Tout ce que vous avez toujours voulu savoir sur l’humour juif sans jamais oser le demander

Une des règles de l’exégèse des maîtres du Talmud est appelée ifka mistabra. Cela consiste à retourner un raisonnement. C’est le moteur de beaucoup d’histoires juives.

« De quoi hérite le Juif? Misères et hémorroïdes » dit un proverbe yiddish. Parfois aussi d’humour, cet humour juif si particulier qui est devenu universel. Une définition de l’humour juif, extraite du film « Train de vie » de Radu Mihaileanu: « L’humour juif, c’est comme l’humour allemand avec l’humour en plus. »

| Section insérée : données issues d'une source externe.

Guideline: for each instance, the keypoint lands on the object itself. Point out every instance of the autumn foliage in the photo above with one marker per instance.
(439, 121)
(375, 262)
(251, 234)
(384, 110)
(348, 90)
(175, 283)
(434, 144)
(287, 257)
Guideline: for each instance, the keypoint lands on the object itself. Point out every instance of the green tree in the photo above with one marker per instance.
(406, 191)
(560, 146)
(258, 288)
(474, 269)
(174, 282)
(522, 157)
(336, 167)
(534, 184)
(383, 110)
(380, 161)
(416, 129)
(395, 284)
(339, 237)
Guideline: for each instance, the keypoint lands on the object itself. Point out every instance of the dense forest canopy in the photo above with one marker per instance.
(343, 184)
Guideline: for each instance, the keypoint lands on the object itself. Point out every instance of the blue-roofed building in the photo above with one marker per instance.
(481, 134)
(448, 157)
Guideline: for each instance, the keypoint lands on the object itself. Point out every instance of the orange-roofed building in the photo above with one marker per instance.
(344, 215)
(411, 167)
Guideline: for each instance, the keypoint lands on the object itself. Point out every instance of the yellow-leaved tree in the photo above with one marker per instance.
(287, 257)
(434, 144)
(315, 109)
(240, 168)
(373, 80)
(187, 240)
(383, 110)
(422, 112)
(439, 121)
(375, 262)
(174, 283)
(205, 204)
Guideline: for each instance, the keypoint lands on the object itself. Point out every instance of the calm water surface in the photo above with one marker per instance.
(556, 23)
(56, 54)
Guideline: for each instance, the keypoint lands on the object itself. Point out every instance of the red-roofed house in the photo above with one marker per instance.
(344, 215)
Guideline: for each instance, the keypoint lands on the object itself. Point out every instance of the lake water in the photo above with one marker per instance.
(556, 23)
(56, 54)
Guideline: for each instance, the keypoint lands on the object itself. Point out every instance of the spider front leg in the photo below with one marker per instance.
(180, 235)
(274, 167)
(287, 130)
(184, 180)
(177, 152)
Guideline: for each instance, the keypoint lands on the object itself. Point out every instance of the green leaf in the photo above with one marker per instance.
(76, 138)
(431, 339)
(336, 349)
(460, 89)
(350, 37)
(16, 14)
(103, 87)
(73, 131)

Dans « La Promesse de l’aube », Romain Gary définit l’humour juif ainsi: « Une déclaration de dignité, une affirmation de la supériorité de l’homme sur ce qui lui arrive. » L’humour juif, ce sont toutes ces histoires anonymes transmises par la tradition orale. Elles témoignent de l’esprit, de la vitalité du peuple juif. Dans la Bible, Isaac, le deuxième patriarche, est le messager du rire. Le rire est inscrit dans le nom d’Isaac, « itzhak » signifie en hébreu « il rit » (ses parents se sont esclaffés quand Dieu promit que Sarah enfanterait à son âge très avancé de 90 ans).

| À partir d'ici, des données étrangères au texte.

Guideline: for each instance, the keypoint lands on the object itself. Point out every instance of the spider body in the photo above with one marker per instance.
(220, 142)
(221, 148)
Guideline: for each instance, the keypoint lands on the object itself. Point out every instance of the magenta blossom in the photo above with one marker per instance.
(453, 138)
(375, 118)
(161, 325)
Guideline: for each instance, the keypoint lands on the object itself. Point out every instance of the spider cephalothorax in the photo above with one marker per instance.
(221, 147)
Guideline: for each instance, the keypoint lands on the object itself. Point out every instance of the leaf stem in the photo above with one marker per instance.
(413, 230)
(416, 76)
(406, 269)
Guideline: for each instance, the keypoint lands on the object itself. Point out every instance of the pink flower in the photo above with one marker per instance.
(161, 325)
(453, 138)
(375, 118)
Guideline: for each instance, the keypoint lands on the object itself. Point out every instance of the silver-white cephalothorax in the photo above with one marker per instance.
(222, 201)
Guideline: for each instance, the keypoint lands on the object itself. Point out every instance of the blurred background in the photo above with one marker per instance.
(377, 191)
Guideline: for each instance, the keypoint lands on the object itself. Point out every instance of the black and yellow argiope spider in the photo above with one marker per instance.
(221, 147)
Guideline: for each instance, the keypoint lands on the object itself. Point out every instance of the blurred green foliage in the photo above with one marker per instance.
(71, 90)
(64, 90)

La lecture, l’étude approfondie du Talmud et des récits du Midrash au cours desquels Dieu rit, a contribué à modeler si ce n’est un esprit juif tout au moins un humour juif. Dieu demande aux Juifs d’interpréter ses paroles. Les rabbins étudient, dissèquent la Torah. Ils jouent avec les idées, rient de leurs ancêtres et de leurs confrères, ils se rient même de leur propre érudition. Dans les écoles de Babylone ou les yéchivas de Jérusalem, l’interprétation de la Torah participe pleinement de la vie spirituelle et mène à des jeux de l’esprit parfois inattendus. Il n’est pas rare que certains passages obscurs de la Torah soient éclairés par des arguments ou des rapprochements insolites. Ce dialogue contradictoire, cette dialectique qui a tendance à « couper les cheveux en quatre » s’appelle pilpoul. Le pilpoul (dérivé du mot pilpel, « poivre », littéralement « raisonnement aiguisé ») est une méthode qui consiste en une étude systématique du Talmud. C’est une subtile gymnastique intellectuelle qui se joue des contradictions. Elle participe de l’exégèse, de l’analyse, de l’obsession textuelle des Juifs.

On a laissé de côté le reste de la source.